Oggi la stampa americana parla di un nuovo erede, Nik Jonas, membro dell’omonima band Jonas Brothers, che potrebbe raccogliere il testimone di un altro grande, ed ex membro di una band, Justin Timberlake.

In molti infatti ricorderanno che gli esordi di Timberlake avvengono infatti in gruppo, con gli Nsync, che il cantante abbandona per dedicarsi a dei progetti solisti (di grande successo).

Come Justin, anche Nick, di cui Hollywood Life ne parla come la mente del gruppo, ha deciso di mettersi in proprio per un po’, o meglio di cambiare band: Nick infatti, lasciati gli altri “fratellini”, sta collaborando con The Administration, con I quali ha registrato l’album, in uscita il prossimo 2 Febbraio, ed il singolo omonimo Who I Am. Il magazine americano mostra una foto di Mario Testino per VMan, nella quale Nick appare sicuramente più maturo, e forse pronto ad intraprendere un nuovo percorso artistico da solista. In rete già da qualche tempo, Nick ha pubblicato una sessione di registrazione, in cui canta con la sua band, il suo ultimo singolo. La prova del nove adesso è rappresentata dall’album che potrebbe decretarne il definitivo successo, e ciò forse inevitabilmente, potrebbe rappresentare la fine del progetto Jonas Brothers.

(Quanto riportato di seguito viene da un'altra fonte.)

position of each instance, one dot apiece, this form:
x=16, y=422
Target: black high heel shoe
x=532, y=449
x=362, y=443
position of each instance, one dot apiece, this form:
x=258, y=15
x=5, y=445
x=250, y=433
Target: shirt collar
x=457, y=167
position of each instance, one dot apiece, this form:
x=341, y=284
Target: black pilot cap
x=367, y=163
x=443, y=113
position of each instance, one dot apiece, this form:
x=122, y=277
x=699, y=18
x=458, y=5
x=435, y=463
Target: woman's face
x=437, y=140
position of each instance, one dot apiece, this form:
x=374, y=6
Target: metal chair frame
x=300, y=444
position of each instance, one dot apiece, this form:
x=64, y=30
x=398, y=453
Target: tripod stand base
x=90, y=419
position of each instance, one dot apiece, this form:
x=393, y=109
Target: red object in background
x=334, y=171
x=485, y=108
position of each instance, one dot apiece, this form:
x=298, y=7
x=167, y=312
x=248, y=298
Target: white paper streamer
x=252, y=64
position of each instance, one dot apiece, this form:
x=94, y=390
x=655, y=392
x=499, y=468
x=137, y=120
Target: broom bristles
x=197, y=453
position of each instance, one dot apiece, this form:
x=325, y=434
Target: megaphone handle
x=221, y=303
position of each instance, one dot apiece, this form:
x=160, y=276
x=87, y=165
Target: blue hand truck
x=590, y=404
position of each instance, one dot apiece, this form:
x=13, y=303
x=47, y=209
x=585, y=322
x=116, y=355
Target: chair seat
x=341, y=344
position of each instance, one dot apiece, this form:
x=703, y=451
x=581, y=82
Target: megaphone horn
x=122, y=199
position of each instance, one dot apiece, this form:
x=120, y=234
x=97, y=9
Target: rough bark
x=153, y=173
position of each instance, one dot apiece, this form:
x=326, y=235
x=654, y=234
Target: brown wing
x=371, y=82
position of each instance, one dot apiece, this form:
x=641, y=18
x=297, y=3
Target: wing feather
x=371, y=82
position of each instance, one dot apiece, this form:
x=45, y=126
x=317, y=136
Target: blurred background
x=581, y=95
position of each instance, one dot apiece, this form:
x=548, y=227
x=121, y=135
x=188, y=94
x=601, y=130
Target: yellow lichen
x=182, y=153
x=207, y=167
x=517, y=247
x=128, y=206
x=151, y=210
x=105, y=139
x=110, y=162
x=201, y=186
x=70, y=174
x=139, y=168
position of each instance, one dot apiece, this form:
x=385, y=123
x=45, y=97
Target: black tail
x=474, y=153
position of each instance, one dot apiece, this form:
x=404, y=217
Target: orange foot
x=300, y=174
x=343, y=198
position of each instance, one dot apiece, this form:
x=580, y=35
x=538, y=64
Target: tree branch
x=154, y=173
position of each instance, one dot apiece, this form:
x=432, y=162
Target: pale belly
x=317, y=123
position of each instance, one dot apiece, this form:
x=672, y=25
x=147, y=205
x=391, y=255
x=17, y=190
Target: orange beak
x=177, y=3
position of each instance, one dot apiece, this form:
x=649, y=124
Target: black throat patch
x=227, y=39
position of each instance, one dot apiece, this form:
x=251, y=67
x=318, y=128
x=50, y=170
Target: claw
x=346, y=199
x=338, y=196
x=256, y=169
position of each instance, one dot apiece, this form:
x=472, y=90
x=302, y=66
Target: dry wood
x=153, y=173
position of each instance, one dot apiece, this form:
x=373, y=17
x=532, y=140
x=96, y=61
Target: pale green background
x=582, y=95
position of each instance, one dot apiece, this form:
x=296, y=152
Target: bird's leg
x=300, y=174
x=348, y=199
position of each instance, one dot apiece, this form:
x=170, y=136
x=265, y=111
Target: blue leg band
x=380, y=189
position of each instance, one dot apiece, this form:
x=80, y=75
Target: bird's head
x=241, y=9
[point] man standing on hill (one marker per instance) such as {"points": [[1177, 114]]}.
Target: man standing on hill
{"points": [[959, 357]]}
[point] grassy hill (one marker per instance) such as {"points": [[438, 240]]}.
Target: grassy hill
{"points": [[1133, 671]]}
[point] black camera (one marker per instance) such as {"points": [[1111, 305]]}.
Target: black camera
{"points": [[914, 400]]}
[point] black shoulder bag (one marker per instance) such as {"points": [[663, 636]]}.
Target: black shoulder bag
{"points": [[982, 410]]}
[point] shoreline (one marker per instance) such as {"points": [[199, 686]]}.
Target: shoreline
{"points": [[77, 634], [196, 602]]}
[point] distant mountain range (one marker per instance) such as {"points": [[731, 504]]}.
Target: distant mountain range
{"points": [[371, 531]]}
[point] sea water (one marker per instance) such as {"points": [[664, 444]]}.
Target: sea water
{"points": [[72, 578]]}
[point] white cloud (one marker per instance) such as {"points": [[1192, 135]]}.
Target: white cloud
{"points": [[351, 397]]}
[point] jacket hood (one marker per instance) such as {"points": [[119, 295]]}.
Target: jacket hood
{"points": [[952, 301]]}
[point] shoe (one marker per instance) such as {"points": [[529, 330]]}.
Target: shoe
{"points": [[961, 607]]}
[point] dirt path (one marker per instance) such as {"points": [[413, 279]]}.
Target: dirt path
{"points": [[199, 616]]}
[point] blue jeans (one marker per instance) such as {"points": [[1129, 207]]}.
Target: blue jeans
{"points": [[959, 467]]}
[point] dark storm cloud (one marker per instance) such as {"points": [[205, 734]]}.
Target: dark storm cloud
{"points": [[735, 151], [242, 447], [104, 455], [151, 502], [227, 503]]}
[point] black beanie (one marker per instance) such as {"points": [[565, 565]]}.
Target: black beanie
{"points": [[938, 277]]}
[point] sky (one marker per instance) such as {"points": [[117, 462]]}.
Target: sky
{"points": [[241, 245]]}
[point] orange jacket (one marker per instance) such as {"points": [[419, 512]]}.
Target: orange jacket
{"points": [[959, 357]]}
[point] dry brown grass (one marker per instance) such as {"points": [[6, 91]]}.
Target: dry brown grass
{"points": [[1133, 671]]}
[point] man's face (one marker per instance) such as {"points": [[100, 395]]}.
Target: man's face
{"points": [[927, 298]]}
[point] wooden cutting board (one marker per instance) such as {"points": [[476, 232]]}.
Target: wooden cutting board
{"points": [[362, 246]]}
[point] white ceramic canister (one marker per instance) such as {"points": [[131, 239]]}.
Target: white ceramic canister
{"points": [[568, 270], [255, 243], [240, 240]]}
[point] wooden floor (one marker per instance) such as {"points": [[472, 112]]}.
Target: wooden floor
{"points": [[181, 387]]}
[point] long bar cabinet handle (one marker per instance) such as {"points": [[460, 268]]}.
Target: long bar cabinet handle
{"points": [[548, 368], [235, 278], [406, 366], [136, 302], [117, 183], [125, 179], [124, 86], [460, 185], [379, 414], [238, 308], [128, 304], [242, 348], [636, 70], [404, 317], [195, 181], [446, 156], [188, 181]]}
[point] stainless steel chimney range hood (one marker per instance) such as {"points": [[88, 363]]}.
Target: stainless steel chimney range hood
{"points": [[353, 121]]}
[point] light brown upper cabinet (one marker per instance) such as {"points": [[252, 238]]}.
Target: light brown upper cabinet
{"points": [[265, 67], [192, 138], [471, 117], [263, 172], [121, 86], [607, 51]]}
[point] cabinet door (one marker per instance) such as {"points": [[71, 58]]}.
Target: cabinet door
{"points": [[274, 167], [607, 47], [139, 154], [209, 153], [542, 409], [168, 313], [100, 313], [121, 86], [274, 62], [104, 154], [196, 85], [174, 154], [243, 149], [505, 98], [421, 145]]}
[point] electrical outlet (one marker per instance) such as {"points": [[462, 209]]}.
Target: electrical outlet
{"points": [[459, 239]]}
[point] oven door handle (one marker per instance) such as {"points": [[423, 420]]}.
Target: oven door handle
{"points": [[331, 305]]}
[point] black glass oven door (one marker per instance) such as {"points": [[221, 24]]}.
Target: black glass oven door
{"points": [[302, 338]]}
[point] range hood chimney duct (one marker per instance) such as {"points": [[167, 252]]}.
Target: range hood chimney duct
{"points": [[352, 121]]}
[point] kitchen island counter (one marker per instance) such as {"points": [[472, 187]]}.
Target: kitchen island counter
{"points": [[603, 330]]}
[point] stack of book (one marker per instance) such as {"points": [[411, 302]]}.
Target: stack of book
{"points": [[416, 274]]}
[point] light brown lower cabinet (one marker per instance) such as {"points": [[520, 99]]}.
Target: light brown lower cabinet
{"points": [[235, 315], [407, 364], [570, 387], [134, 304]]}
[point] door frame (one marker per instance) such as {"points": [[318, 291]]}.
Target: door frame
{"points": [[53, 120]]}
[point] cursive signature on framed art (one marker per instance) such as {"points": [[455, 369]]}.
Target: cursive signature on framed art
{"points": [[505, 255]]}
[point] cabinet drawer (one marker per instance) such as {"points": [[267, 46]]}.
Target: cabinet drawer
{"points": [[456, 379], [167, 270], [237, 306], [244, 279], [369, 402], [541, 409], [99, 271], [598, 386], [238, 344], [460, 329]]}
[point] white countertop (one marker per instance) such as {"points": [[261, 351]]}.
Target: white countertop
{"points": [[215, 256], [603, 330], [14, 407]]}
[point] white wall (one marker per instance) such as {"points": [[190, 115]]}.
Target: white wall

Nello shooting fotografico, Nick appare come un novello James Dean, giovane e ribelle, con tanta voglia di dimostrare il suo vero talento: «Voglio esprimermi pienamente, esprimere i miei pensieri e le storie che ho da raccontare, attraverso le registrazioni e l’arte – ha dichiarato Nick – e penso che in questo disco ho fatto il miglior lavoro possibile».